My socially engaged performance is often site-specific. And my method for engaging a public involves embracing the absurd to engage the everyday; I do this by performing actions or employing duration and props that are noticeably out of place so people become curious and compelled to talk with me. I also use duration to generate scale and convey endurance. The best example of this, is with my piece, One Year and Twenty-Four Days of Fishing, for which I carried a fishing rod and wore rubber boots everywhere, every day, for over a year. The range of experiences and interactions I had increased over time, so the extended duration made the project more enduring and ultimately, transformational.

Working with salvage is also a significant aspect of my work. This began with my building docks as platforms for socially engaged performance projects and creating a series of survival objects, such as this life ring, for my Provisions for Buoyancy project. When creating elements that stand alone as sculptural pieces and dually function as props, it is important to me to use refuse as material and to make the elements appear as true to life as possible. My reason for this is twofold – a realistic appearance of the element helps to emphasize the absurd nature of the action I am performing and also demonstrates one can create impeccable objects out of refuse.
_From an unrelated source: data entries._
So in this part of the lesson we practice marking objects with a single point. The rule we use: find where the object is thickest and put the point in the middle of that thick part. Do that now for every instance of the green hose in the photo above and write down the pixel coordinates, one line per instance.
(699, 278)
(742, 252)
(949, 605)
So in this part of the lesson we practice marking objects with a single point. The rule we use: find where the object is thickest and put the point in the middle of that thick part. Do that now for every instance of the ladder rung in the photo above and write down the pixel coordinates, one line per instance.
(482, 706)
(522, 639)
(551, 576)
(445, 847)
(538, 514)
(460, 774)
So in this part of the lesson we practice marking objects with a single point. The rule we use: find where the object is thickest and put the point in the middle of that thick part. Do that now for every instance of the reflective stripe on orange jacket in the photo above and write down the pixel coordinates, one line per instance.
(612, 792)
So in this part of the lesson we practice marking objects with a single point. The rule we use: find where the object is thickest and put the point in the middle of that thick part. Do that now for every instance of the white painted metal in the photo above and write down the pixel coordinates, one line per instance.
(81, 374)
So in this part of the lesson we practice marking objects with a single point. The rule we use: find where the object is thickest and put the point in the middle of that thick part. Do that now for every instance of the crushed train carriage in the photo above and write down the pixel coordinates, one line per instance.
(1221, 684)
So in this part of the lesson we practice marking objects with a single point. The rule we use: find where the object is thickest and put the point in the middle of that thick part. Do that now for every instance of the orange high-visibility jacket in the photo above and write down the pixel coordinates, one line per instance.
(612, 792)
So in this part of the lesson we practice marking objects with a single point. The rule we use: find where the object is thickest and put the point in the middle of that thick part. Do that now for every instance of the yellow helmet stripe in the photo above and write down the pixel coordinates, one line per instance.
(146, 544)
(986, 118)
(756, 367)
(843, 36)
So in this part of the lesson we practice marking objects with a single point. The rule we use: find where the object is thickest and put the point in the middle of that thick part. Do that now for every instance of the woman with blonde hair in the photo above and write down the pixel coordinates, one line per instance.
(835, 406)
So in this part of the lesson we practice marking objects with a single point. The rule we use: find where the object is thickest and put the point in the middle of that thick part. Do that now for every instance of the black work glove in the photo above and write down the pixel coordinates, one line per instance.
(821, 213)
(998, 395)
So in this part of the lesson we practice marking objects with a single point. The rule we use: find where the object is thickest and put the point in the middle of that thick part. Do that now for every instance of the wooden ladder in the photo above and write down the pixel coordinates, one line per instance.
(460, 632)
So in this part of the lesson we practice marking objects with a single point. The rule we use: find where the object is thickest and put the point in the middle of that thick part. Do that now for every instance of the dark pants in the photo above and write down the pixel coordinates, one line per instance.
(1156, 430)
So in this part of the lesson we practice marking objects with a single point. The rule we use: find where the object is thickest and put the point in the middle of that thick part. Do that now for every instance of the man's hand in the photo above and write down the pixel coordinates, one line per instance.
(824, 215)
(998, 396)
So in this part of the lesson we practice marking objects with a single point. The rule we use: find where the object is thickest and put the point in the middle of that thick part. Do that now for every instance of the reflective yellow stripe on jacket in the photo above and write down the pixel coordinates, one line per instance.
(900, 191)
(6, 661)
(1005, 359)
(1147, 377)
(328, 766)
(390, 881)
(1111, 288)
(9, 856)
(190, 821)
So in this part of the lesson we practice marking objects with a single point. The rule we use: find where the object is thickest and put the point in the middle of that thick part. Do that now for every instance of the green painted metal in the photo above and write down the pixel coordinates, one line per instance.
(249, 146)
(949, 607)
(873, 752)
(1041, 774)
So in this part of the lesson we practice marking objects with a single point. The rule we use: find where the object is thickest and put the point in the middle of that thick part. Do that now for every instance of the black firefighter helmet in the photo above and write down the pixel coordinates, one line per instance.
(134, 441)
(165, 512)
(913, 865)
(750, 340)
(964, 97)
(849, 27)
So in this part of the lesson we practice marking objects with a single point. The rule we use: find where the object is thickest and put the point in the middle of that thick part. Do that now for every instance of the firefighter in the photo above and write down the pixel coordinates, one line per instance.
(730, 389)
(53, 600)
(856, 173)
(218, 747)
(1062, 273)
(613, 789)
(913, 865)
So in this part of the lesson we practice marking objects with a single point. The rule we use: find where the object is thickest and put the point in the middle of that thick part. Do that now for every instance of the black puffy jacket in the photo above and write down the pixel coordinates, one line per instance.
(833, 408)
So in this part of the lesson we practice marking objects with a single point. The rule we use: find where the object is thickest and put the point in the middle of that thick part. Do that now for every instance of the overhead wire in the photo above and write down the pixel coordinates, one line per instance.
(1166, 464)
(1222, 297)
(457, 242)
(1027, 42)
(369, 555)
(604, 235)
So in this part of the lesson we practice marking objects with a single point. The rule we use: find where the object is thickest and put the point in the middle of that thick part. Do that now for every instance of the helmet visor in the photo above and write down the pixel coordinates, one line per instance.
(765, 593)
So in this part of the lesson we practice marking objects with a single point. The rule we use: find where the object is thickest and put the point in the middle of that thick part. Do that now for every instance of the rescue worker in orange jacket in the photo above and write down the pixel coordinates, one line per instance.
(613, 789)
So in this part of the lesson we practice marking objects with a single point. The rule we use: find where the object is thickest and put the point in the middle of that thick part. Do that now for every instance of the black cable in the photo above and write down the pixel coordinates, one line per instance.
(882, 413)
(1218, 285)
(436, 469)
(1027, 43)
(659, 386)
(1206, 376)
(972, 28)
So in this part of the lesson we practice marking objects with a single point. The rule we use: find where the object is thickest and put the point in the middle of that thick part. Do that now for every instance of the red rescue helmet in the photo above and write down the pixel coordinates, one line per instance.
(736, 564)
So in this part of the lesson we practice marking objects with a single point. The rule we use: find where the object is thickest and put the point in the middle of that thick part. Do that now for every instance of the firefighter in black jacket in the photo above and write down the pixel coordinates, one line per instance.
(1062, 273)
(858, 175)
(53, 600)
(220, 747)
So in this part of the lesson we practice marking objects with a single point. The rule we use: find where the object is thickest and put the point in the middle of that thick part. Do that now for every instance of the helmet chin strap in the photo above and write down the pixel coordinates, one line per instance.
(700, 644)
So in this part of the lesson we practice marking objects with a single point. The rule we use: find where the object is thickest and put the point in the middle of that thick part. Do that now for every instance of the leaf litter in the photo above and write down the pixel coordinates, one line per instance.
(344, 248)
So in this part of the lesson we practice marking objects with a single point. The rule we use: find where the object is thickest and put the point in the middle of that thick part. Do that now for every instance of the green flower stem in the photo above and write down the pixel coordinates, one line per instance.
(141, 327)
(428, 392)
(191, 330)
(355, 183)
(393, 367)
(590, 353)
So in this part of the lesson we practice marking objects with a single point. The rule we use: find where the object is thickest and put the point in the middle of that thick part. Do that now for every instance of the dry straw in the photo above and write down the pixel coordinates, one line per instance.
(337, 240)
When the pandemic struck and I could no longer safely work with salvage or carry out socially engaged performance pieces, I started experimenting more with lens based media and created Superimpositions: Wildfires In My Landscape. Superimpositions is a series of conceptual animated photography that involves my overlaying found images that document recent wildfires onto photographs I took in rural Ontario, CAN. The overlays unfold over a prolonged period to convey as premonitions, reflecting my thoughts and fears that similarly devastating fires could easily happen in regions I have strong connections with. And, now sadly, just two years after creating this body of work, we are witnessing a tragic increase of wildfires across Canada.

Shortly before the pandemic was upon us, my socially engaged performance practice expanded to incorporate additional performers, choreography, and structured dialogue, while continuing to engage specific sites and cultivate opportunities for public engagement. In Harbinger, I directed and led a group of 13 performers through areas that would be flooded with a 6 foot rise in sea levels (and in fact, is already flooding frequently). The performance incorporated choreography that utilized prop, signalling gestures, and conversational prompts to engage participating performers as well as the public who was present, to reflect on our experience with extreme weather, climate change, and survival. More recently I began using social engagement as a means for taking action that contributes to mitigating the effects of climate change. For example, in 200 Trees, I presented a performance piece inspired by my planting 100 native trees in rural Nova Scotia, Canada, which was followed by a socially engaged tree planting action I facilitated in Northern Virginia that involved planting 100 native trees while engaging participants in related conversation and reflective exercises.

Recently, during an artist residency at the Santa Fe Art Institute, I created wildfire shelters in direct response to the increase in wildfires resulting from climate change. This body of work began with research, material studies, and the creation of small models. I then designed and constructed 5 portable wildfire shelters for people and 6 shelters for small animals, documenting these both in a gallery like setting as well as installing them site-specifically where the largest fire in New Mexico’s recorded history burned just one year earlier.